In a game that also featured Andy Carroll, Peter Crouch proved why he might just be the best “big man” in the Premier League. The former Liverpool striker is the lynchpin of Stoke’s attacking play even if the club have only struck 10 goals in their opening 12 league games.

However, Crouch is much more than a gangly target that Stoke ping the ball to. To us the old adage for football, Crouch has “good feet for a big man” and the Potters are wise to use them to their advantage. Long, high balls in the air that can be knocked down into the path of on-rushing support or short, snap passes usually taken under control in the narrowest of gaps; Crouch’s abilities allow Stoke two main options in their play.

They can try either of them to get around an opponent, and he won’t struggle to lead the line. The club need only point at the spectacular goal that he struck against Manchester City last season as an example of the technical ability Peter possesses. Of course, it came from a long ball.

Tony Pulis has assembled what just might be his most attacking team around Crouch. Jonathan Walters, Matthew Etherington, Charlie Adam and Michael Kightly are all players who can help Crouch score but also register themselves. Pulis, in previous seasons, usually sacrificed two midfielders so that his side retained their defensive shape.

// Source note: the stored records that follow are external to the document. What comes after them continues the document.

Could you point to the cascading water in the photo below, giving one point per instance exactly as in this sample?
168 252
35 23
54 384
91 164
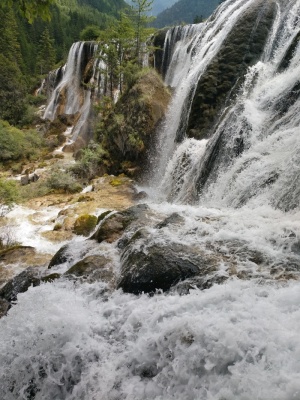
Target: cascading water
68 96
238 340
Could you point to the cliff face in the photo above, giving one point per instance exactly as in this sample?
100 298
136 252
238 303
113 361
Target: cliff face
242 48
129 131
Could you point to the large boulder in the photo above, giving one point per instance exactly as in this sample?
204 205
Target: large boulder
112 228
129 131
19 284
159 267
93 268
149 263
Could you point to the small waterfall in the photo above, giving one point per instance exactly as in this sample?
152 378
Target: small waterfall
249 156
78 339
68 95
264 123
177 52
203 47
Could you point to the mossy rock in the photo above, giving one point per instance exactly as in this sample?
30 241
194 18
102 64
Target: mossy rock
114 226
102 216
84 224
92 268
50 278
116 182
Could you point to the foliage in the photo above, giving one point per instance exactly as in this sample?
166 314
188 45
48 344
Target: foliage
16 144
46 53
84 224
91 32
185 11
124 44
9 195
63 182
31 9
90 162
141 20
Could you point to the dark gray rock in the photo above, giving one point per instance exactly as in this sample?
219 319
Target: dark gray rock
173 219
19 284
4 307
92 268
114 226
60 257
160 267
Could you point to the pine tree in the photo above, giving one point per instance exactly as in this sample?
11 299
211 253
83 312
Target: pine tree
46 53
141 21
12 83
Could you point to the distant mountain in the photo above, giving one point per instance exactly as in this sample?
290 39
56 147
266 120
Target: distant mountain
159 5
185 11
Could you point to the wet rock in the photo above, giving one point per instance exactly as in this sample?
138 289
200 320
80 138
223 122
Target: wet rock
173 219
85 224
29 178
242 48
60 257
23 255
4 307
19 284
24 180
102 216
160 267
140 196
93 268
50 277
114 226
199 282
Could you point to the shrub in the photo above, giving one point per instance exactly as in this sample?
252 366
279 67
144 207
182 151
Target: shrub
63 181
9 194
16 144
84 224
90 162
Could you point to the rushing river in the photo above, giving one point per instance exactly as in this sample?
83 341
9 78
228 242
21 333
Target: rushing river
235 340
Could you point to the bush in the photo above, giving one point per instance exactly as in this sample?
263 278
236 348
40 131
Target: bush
90 163
63 182
9 194
84 224
16 144
91 32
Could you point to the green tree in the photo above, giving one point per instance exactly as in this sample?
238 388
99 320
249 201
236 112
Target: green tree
9 195
31 9
12 84
46 53
91 32
140 16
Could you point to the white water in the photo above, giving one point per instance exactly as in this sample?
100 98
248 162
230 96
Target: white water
235 341
77 99
204 46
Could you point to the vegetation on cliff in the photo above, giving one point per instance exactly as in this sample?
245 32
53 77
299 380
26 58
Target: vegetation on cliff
185 11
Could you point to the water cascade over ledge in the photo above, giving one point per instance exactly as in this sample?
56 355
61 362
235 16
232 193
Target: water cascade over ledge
72 88
223 211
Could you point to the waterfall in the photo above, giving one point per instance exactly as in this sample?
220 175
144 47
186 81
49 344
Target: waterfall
249 156
67 93
227 194
203 47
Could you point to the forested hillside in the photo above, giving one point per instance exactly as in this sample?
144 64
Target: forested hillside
28 51
158 5
185 11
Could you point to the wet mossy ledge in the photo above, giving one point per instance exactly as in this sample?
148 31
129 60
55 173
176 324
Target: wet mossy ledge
223 77
129 131
149 256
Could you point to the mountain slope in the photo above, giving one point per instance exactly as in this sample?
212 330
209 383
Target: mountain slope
185 11
158 5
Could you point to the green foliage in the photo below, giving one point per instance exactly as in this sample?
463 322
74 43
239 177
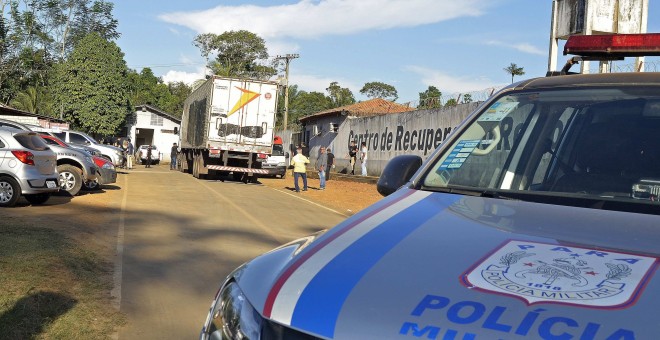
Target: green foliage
91 88
237 54
379 90
339 96
430 99
514 70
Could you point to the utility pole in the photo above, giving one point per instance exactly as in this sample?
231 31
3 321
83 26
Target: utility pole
287 59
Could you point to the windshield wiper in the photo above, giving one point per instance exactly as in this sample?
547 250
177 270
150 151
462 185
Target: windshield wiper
476 192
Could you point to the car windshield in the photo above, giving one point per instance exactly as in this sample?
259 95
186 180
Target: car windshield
278 150
599 143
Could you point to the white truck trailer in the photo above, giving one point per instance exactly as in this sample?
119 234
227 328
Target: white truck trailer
227 127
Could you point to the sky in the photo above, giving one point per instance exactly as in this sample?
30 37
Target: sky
457 46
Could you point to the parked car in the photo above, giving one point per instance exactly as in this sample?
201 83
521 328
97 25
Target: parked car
75 167
537 218
27 168
113 153
277 162
142 154
107 174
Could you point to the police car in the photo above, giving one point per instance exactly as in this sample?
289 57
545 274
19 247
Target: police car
538 218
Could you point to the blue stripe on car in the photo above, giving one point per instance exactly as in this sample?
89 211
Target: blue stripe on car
320 303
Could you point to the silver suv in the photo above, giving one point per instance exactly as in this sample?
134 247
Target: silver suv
27 167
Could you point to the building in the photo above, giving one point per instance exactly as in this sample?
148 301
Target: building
29 118
149 125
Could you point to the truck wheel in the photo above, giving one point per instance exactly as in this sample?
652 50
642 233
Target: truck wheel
10 191
70 179
37 199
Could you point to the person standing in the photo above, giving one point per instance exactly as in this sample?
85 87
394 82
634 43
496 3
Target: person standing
322 167
352 154
130 151
148 160
299 162
363 158
331 164
173 155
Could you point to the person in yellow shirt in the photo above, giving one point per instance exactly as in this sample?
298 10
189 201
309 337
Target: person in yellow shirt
299 162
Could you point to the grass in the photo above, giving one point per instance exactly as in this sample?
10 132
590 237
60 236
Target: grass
52 288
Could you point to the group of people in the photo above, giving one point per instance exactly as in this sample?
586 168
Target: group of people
324 163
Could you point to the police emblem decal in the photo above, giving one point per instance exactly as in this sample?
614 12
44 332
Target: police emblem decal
538 272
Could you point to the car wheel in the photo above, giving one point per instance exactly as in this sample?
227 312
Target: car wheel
70 179
91 185
37 199
10 191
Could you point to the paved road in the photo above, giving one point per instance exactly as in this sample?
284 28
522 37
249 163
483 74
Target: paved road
179 237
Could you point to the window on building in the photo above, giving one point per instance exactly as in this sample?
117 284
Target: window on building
156 120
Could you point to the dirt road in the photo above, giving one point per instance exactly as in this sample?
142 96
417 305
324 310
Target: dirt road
179 237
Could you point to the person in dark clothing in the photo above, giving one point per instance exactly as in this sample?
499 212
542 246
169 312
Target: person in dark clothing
148 164
331 163
173 154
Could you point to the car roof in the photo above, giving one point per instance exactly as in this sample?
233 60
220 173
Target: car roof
599 79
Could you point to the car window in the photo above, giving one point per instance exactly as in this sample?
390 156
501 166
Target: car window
50 141
278 150
31 141
77 139
594 142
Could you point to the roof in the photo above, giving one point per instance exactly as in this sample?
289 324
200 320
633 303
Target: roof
4 109
372 107
145 107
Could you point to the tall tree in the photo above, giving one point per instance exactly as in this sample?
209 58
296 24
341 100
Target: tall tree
514 70
339 96
430 99
91 88
237 54
377 89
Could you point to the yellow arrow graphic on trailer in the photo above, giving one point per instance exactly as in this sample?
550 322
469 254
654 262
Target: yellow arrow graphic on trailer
246 97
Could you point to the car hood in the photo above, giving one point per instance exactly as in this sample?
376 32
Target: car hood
434 265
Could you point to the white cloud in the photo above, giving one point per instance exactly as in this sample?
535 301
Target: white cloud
450 84
311 19
187 77
522 47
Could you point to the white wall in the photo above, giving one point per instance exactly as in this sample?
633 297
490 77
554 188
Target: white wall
163 135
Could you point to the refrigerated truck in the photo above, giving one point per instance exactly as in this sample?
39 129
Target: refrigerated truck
227 128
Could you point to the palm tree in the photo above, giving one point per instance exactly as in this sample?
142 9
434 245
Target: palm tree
514 70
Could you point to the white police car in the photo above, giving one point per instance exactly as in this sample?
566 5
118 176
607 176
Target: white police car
538 218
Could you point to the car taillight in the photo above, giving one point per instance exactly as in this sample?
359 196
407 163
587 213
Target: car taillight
24 156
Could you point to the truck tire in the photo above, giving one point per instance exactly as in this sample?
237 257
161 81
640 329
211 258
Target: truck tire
10 192
37 199
70 179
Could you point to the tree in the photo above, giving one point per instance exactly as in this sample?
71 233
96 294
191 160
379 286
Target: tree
430 99
514 70
379 90
237 54
91 88
339 96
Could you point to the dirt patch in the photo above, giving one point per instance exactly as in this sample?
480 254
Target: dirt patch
343 196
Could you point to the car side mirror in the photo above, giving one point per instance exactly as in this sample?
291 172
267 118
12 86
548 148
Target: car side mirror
398 171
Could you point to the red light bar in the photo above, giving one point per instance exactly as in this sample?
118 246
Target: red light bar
614 45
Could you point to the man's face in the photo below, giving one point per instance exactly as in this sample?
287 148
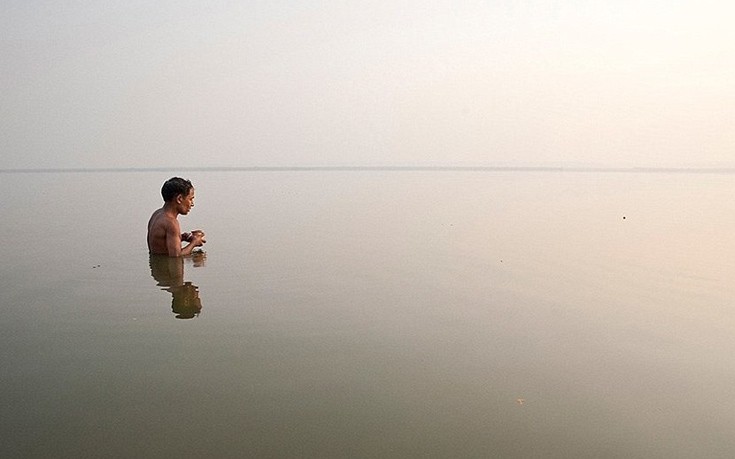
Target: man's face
186 202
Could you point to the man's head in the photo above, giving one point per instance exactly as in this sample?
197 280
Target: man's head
180 192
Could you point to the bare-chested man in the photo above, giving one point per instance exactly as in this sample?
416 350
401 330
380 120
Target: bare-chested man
164 233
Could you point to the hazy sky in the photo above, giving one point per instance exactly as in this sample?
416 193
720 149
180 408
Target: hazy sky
246 83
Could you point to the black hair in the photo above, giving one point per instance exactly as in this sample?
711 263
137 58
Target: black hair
175 186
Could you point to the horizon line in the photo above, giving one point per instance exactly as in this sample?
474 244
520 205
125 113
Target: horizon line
396 168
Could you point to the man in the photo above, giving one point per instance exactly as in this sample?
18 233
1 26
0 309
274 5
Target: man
164 233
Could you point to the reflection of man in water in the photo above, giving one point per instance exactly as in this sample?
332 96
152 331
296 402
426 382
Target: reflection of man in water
169 275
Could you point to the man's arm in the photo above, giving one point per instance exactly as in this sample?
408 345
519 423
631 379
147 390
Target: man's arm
173 239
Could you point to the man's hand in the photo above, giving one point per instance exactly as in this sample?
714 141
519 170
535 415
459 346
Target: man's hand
197 238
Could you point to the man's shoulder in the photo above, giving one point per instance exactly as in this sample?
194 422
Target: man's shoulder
161 218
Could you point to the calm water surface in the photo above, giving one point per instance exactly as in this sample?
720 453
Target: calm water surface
371 314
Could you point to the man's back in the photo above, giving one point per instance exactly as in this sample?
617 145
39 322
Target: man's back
159 226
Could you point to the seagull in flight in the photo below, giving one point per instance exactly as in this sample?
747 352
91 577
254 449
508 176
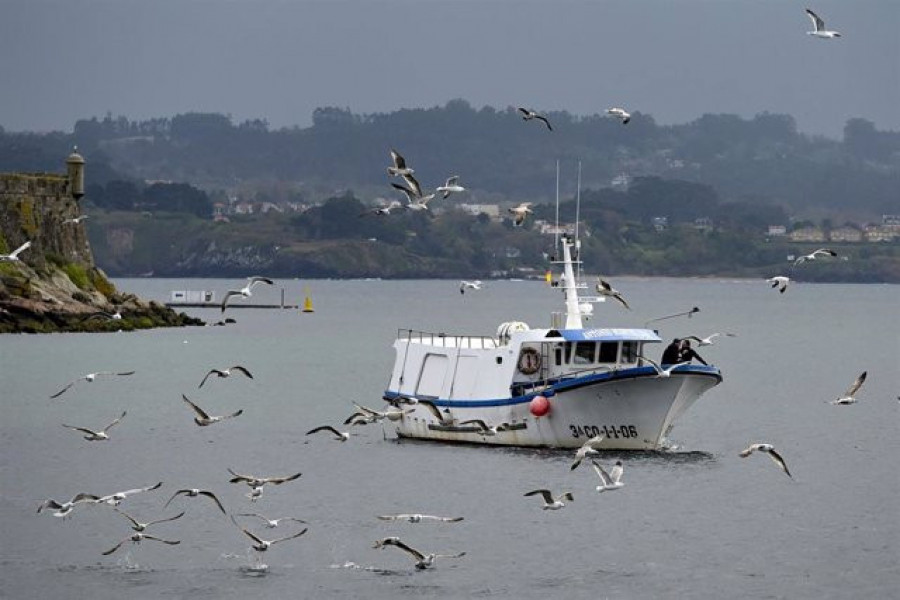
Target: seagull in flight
202 419
812 256
551 502
620 114
779 281
90 377
589 447
193 493
423 561
604 289
14 255
137 538
849 396
819 24
609 481
520 212
96 436
469 285
528 114
707 341
246 291
450 187
399 168
139 527
340 436
226 373
767 449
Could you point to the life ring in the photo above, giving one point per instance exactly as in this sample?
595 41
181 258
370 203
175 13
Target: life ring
529 361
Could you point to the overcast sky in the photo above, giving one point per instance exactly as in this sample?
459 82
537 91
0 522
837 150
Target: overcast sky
62 60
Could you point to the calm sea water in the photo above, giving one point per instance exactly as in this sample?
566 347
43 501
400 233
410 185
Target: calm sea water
699 522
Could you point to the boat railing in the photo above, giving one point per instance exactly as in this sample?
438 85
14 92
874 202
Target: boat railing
476 342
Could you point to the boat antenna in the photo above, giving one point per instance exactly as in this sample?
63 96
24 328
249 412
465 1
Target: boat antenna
688 313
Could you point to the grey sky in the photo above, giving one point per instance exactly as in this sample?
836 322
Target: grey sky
61 60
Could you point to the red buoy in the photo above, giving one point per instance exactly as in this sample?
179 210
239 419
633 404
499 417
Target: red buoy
539 406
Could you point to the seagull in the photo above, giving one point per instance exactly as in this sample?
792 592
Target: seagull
90 377
819 24
770 450
341 436
450 187
849 395
807 257
399 168
660 372
609 481
551 503
707 341
258 482
226 373
245 292
14 255
66 508
271 523
193 493
118 497
620 114
417 518
469 285
604 289
138 526
520 212
589 447
779 281
262 545
96 436
202 419
423 561
528 114
137 538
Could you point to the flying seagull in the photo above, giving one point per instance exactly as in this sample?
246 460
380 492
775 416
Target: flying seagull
226 373
768 449
849 396
96 436
341 436
812 256
589 447
14 255
246 291
399 168
138 526
551 502
423 561
202 419
604 289
520 212
620 114
528 114
609 481
779 281
193 493
90 377
819 24
450 187
137 538
66 508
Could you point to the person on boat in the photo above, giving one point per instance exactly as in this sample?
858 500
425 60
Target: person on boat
687 353
670 354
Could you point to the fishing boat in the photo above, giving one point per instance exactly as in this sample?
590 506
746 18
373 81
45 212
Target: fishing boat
553 387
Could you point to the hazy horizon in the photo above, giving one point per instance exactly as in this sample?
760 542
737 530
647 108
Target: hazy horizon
278 60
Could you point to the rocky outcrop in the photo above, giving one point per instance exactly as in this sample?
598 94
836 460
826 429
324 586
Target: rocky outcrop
54 285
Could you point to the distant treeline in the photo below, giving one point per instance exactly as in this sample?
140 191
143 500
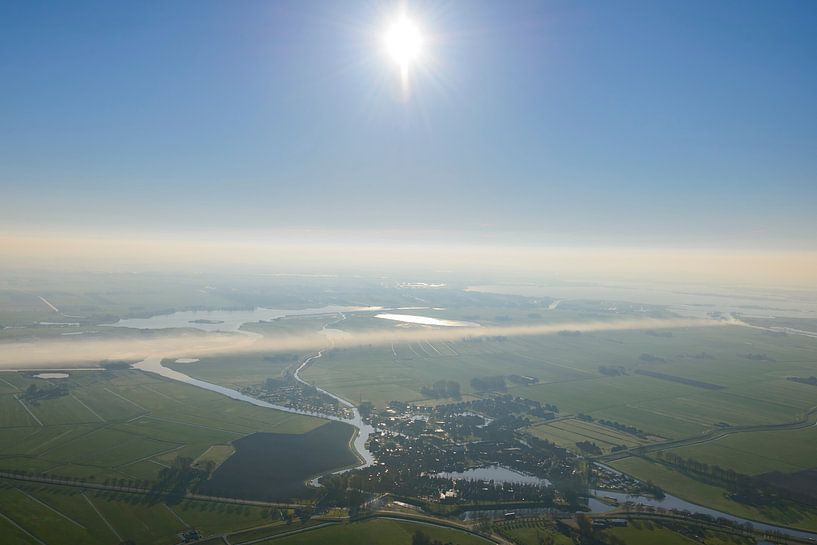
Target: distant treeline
484 384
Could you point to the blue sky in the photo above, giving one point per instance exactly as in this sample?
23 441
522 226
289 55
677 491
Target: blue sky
691 123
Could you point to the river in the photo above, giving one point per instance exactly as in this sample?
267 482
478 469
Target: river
227 320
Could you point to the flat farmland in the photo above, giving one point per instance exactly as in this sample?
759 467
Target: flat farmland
114 425
55 514
695 491
753 453
377 532
568 432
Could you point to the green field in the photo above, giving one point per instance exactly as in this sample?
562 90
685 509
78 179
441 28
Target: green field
715 497
55 514
123 425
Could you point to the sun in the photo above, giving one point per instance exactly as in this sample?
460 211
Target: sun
404 42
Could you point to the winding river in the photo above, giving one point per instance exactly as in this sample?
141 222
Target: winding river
226 320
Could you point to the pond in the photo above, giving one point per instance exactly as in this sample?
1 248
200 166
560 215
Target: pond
496 473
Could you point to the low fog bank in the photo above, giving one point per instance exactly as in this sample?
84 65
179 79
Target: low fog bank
54 354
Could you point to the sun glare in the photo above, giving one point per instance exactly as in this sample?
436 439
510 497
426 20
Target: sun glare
404 42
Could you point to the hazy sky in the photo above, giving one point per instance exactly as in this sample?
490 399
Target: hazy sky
688 122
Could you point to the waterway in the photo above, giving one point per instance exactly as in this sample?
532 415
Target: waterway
231 320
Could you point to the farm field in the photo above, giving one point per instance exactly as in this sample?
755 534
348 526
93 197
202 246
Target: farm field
691 391
56 514
754 453
123 425
695 491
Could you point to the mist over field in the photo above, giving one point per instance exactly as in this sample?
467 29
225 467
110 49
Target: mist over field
408 272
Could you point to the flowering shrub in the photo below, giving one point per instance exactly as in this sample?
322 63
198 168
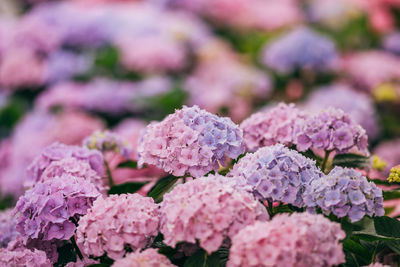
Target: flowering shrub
331 130
276 173
272 126
345 192
186 210
148 257
117 222
51 208
190 141
299 239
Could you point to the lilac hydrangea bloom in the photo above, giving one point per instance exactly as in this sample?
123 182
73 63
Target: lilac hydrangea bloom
331 130
357 105
298 49
49 209
8 230
57 152
345 192
107 141
391 43
190 141
277 173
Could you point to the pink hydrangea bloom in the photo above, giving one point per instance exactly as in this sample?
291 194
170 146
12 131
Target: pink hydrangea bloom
76 168
299 239
221 80
8 230
209 210
371 68
146 258
190 141
151 53
272 126
48 210
130 130
36 131
57 152
331 130
23 257
116 222
359 106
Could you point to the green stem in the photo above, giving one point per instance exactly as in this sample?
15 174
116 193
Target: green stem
109 176
323 165
76 248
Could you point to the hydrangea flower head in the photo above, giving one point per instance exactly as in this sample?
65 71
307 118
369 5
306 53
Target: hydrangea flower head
76 168
49 209
23 257
331 130
299 239
148 257
8 230
190 141
107 141
277 173
117 222
298 49
272 126
209 210
345 192
57 152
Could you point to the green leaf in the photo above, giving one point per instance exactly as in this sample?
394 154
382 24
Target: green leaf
128 164
202 259
389 195
126 188
161 187
351 161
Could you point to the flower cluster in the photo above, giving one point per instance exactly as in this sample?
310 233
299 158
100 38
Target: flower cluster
277 173
331 130
57 152
300 48
190 141
273 126
107 141
23 257
300 239
8 231
345 192
77 168
117 222
148 257
356 104
49 209
209 210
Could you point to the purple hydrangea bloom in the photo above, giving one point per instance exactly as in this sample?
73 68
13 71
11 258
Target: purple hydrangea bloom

Recent months have seen Pulis adding a more attacking edge to his team. Crouch and Michael Owen, should the latter shake off the seemingly endless stream of niggling injuries that are weighing him down, have the potential to score goals together. Their partnership for England has already yielded goals and they can do the same at the Britannia.

It is obvious already, even 12 games into a season, that Crouch is key for Stoke this season. The striker is probably deserving of more international appearances than he has won so far; but Stoke won’t mind that he isn’t in and around Roy Hodgson’s squad for now. The 6’ 7 tall striker always speaks of his desire to play for England but he needs to start finding the net again to force the new manager’s hand.

Tony Pulis will no doubt worry that Crouch hasn’t scored since September 29th against Swansea. The longer the poor run continues, the more he will be tempted to change a game plan that will, so long as he perseveres, keep Stoke safe.